Hong Kong: 'Politically-motivated' disqualification of lawmakers condemned
‘Bulldozing through arbitrary decisions via the Chinese government makes a mockery of the rule of law’ - Yamini Mishra
Responding to the disqualification of four opposition members of Hong Kong’s Legislative Council on “national security” grounds earlier today, Amnesty International’s Asia-Pacific Regional Director, Yamini Mishra, said:
“This is a politically-motivated attempt to legitimise repression of opposition legislators.
“Using a framework laid out in Beijing and executed by the Hong Kong government, these lawmakers have been banished from the city’s legislature for daring to espouse views that the ruling authorities don’t want to hear.
“Once again, Hong Kong has allowed its laws and its legislature to be bypassed as Beijing makes up the rules as it goes along. Bulldozing through arbitrary decisions via the Chinese government makes a mockery of the rule of law.

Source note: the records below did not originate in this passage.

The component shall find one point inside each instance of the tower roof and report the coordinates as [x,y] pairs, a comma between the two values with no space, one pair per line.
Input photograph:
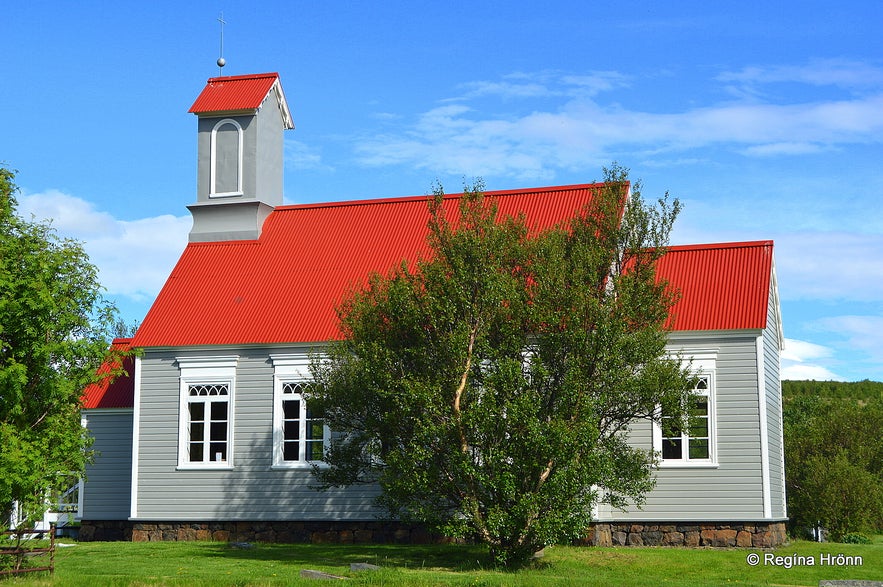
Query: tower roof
[240,94]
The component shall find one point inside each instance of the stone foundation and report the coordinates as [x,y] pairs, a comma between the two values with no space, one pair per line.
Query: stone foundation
[717,535]
[373,532]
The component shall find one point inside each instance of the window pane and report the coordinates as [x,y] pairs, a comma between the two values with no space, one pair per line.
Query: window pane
[196,452]
[290,450]
[291,410]
[218,451]
[197,412]
[699,428]
[670,428]
[671,448]
[291,430]
[314,450]
[698,448]
[219,411]
[699,407]
[315,430]
[218,431]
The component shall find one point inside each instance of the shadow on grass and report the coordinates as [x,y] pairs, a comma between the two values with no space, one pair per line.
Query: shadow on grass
[450,557]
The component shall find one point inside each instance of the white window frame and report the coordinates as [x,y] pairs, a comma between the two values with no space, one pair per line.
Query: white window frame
[205,371]
[291,369]
[704,366]
[213,193]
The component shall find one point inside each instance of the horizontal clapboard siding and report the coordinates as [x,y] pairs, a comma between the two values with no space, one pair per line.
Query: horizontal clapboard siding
[107,490]
[733,490]
[252,489]
[773,390]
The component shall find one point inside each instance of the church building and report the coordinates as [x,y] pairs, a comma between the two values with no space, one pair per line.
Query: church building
[210,437]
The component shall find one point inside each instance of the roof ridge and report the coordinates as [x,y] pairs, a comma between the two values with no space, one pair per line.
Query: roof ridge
[233,78]
[727,245]
[451,196]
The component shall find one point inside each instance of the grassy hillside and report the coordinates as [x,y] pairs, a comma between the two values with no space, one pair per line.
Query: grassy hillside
[863,391]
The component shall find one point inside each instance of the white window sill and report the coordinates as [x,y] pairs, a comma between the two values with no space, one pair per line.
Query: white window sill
[205,467]
[299,465]
[688,465]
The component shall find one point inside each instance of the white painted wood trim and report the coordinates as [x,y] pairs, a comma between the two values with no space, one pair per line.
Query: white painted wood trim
[136,428]
[764,431]
[213,161]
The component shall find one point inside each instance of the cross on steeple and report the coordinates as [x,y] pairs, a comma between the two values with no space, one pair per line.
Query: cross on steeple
[221,61]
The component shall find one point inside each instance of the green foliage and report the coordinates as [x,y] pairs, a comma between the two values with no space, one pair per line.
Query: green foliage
[834,464]
[856,538]
[489,390]
[213,564]
[53,336]
[864,390]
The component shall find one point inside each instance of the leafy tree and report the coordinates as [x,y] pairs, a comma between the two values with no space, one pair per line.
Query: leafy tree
[53,336]
[834,464]
[489,389]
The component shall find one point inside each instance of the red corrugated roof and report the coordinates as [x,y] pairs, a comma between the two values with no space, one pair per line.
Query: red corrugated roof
[234,93]
[723,286]
[284,287]
[118,392]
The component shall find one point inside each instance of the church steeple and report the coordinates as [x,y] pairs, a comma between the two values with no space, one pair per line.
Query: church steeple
[240,155]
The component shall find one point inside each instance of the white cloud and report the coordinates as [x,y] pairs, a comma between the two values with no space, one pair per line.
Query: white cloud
[826,72]
[70,216]
[830,266]
[300,156]
[580,129]
[806,360]
[863,335]
[134,257]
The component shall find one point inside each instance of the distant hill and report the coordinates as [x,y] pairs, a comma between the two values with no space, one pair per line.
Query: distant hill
[856,390]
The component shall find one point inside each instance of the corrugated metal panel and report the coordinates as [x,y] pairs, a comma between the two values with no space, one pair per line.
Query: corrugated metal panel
[234,93]
[284,287]
[723,286]
[113,393]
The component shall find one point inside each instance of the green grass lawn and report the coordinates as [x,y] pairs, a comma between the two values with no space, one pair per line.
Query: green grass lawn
[200,563]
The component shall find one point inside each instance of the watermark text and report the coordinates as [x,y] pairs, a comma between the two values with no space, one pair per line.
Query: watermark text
[768,559]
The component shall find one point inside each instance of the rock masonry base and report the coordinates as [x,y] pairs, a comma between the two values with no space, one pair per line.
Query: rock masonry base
[373,532]
[715,534]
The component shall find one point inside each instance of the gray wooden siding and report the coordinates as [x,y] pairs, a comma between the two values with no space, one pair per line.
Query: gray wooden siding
[732,491]
[252,490]
[773,390]
[107,490]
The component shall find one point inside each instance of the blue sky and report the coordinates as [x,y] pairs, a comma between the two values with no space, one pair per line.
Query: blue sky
[766,122]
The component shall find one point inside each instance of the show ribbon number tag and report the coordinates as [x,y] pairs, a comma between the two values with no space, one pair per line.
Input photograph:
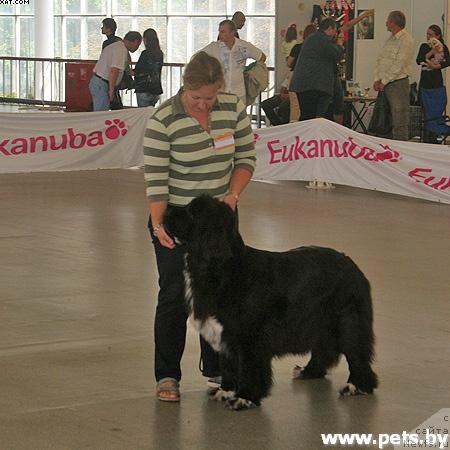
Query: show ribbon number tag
[223,141]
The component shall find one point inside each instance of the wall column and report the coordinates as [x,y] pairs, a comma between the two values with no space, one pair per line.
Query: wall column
[44,37]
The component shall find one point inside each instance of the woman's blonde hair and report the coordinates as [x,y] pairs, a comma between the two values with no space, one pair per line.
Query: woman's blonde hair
[202,70]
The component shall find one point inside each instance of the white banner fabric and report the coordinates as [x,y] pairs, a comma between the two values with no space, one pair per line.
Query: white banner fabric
[322,150]
[312,150]
[31,142]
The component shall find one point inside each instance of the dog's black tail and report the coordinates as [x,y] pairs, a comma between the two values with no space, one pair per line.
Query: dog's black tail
[356,337]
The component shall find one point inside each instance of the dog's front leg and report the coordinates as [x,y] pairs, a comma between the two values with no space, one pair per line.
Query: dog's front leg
[254,380]
[227,389]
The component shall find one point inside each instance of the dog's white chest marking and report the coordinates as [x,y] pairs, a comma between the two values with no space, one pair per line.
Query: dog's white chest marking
[210,329]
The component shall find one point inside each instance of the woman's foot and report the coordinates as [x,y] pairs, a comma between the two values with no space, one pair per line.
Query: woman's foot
[168,390]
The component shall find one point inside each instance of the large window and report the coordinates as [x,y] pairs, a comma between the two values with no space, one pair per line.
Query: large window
[183,26]
[16,30]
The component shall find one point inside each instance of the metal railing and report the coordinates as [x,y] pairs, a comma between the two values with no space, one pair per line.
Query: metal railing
[41,81]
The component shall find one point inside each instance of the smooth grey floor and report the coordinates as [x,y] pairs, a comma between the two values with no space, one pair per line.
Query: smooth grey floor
[77,299]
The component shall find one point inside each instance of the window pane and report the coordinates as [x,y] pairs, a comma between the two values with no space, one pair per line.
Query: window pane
[73,7]
[94,37]
[58,46]
[26,80]
[152,6]
[7,9]
[26,9]
[238,5]
[96,6]
[264,6]
[159,24]
[123,25]
[178,38]
[262,35]
[209,7]
[204,30]
[177,6]
[7,42]
[57,7]
[73,38]
[27,36]
[122,6]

“Pro-democracy lawmakers and their supporters must be allowed to meaningfully participate in the political process. The authorities should allow all disqualified LegCo members to challenge the decision in court and let the legal process play out.”
Four lawmakers banished, prompting mass resignation
Earlier today, China’s National People’s Congress Standing Committee passed a resolution that set out four criteria to disqualify Hong Kong lawmakers. According to the state media Xinhua News Agency, lawmakers will lose their seats if they are ruled to have promoted or supported Hong Kong independence, refused to acknowledge China’s rule over Hong Kong, sought intervention by foreign powers in Hong Kong affairs, or engaged in acts that are deemed to have jeopardised national security.
The decision is retrospective and soon after the National People’s Congress Standing Committee decision was announced the Hong Kong government disqualified opposition lawmakers Alvin Yeung, Dennis Kwok, Kwok Ka-ki and Kenneth Leung, without any formal judicial process.
The four had already been barred from running in the September election (later postponed until 2021), for “soliciting intervention by a foreign government”. Following today’s disqualification of the four lawmakers, the remaining 15 pro-democracy legislators announced their resignation.